A sticky note with the words, “kill the blacks,” written on the small blue piece of paper was found this week by UNLV students, prompting worries of hostility toward minorities on campus.
The anonymous note was left unattended in the Lied Library, but there was also a second report of someone making “hostile” gun-pointing movements toward African-American students.
“Students are quite critical of campus because President Trump is coming into town and the LVCVA convention center is just a couple miles away,” student activist Karl Catarata said. “This Post-it note, and this other hate-filled incident that had occurred, along with the president rolling into town with his ‘Make America Great Again’ followers, it’s concerning.”
UNLV Sgt.

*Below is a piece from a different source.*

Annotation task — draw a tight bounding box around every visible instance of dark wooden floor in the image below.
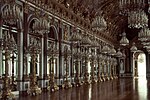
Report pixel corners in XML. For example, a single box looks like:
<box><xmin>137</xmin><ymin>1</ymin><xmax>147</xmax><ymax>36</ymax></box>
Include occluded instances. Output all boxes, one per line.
<box><xmin>17</xmin><ymin>78</ymin><xmax>150</xmax><ymax>100</ymax></box>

Paul Velez said police have a partial description of the person who made the gun-pointing gestures, and are sifting through library security camera footage.
Velez said the gesture occurred on Thursday, Sept. 13 and the note was found on Monday.
“We don’t know if they’re isolated incidents or connected right now,” he said. “We’re investigating both.”
The note and the reports of the hostile gesture come about two weeks after UNLV was again named one of the most diverse college campuses in the country by U.S. News & World Report.
UNLV Acting President Marta Meana has said that the designation “indicated a richness at our university, a richness of perspective and a richness of backgrounds that can only enhance the educational experience.”
In a statement on Thursday, Meana said being the most diverse university “is not just a ranking.”
“It is a mindset and a culture that embraces our differences, knowing that we are stronger because of them,” she said. “We deeply value our diversity and we stand united against threats to any member of our UNLV family.”
Christopher Roys, UNLV’s student body president, issued a memo in response to the incidents, saying that those who threaten students, faculty, staff or anyone else on campus is not welcome at the university.
“Threats of violence and hate crimes are taken very seriously,” Roys said in the memo. “I am not alone in this zero-tolerance for such despicable acts.”
Roys said in the memo that police services and university administration are investigating the threat, and asked for anyone with information about the incident to contact UNLV’s police department.
“To the students that feel personally affected by this incident, we stand with you, and we support you to the fullest extent,” Roys said in the memo. “We are stronger together and we must not allow violent, threatening or otherwise hateful language go unchecked.”